Em declarações à agência Lusa, a investigadora da universidade de Coimbra Bárbara Gomes explicou que se tratou do maior estudo de tendências internacionais sobre o tema, sendo igualmente o primeiro a mostrar o impacto da pandemia a nível global na maioria dos países estudados, com um regresso à morte no domicílio.
A investigadora considerou que os dados de Portugal são “um reflexo de um sistema muito hospitalocêntrico” – com os cuidados de saúde muito centrados nos hospitais – e que já mostravam percentagens de óbitos em casa inferiores aos outros países antes da pandemia.

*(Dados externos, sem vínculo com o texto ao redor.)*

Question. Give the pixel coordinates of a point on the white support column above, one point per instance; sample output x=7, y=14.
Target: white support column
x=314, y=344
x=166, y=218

“Não nos surpreendeu que, por um lado, a percentagem de morte em casa em Portugal fosse das mais baixas e que também tivéssemos observado uma diminuição da percentagem de morte em casa, tanto antes, como durante a pandemia”, disse a especialista, sublinhando, contudo, que os investigadores contavam encontrar alguma mudança nos dados nacionais, o que não aconteceu.
“Sabemos que temos tido um investimento na área dos cuidados paliativos, tanto a nível do SNS [Serviço Nacional de Saúde] como também de algumas iniciativas privadas, como o Programa Humaniza [da Fundação ‘la Caixa’] e, portanto, aspiraríamos encontrar alguma mudança neste sentido, que não parece ter existido”, explicou.
O estudo internacional, liderado pela investigadora da Universidade de Coimbra, e por Silvia Lopes, docente da Universidade Nova de Lisboa (Escola Nacional de Saúde Pública), analisou dados relativos à morte de mais de 100 milhões de pessoas, com idades acima dos 18 anos, entre 2012 e 2021.
No intervalo temporal 2012-2013, a percentagem de óbitos em casa nos países incluídos foi de 30,1% (27,4% em Portugal), tendo aumentado para 30,9% em 2018-2019, antes da pandemia, ao contrário do que aconteceu em Portugal, que viu o valor descer para 24,9%.
No último período analisado (2020-2021), durante a pandemia de covid-19, o valor continuou a cair em Portugal (23,4%), um comportamento contrário ao dos restantes países, onde a percentagem de mortes em casa subiu para 32,2%.
“Sobretudo na área dos cuidados paliativos domiciliários, [o investimento] pode não ser suficiente para chegar de forma expressiva a todos os que necessitam”, admitiu Bárbara Gomes.
Segundo dados divulgados em dezembro pelo jornal Público sobre a cobertura nacional de cuidados paliativos, as estimativas apontam para a necessidade de 126 assistentes sociais, 128 psicólogos, 181 médicos, 354 enfermeiros e 92 assistentes operacionais.
Sobre as causas de morte em casa, a investigadora Bárbara Gomes referiu que, ao contrário do que aconteceu com a maior parte dos restantes óbitos, as mortes por cancro no domicílio cresceram em Portugal.
“Neste grupo registámos um aumento de morte no domicílio antes e após a pandemia, o que pode ser explicado por o cancro ser uma doença de trajetória mais previsível e também com acesso a cuidados paliativos, mais cedo e mais bem integrados”, afirmou.
Defendeu ainda a necessidade de se começar a pensar em fazer chegar os cuidados paliativos “a doentes não oncológicos”, como, por exemplo, as pessoas com demência.
Considerou importante “refletir sobre a situação de Portugal no contexto internacional”, assegurando que “os cuidados de saúde efetivamente acompanham as pessoas onde elas querem estar”.
“Se a mudança que nós vimos nos países de uma forma global – de crescente morte em casa – for devidamente apoiada, alinhada com as preferências (…) e se estiver associada a bons resultados, com sintomas bem controlados, maior qualidade de vida e conforto, então estaremos no bom no bom caminho”, disse.
Contudo – lembrou – “se, por outro lado, houver deficiências nos cuidados de fim de vida, com risco de falharmos com os doentes e os familiares em casa, então devemos repensar e melhorar o apoio domiciliário em fim de vida”.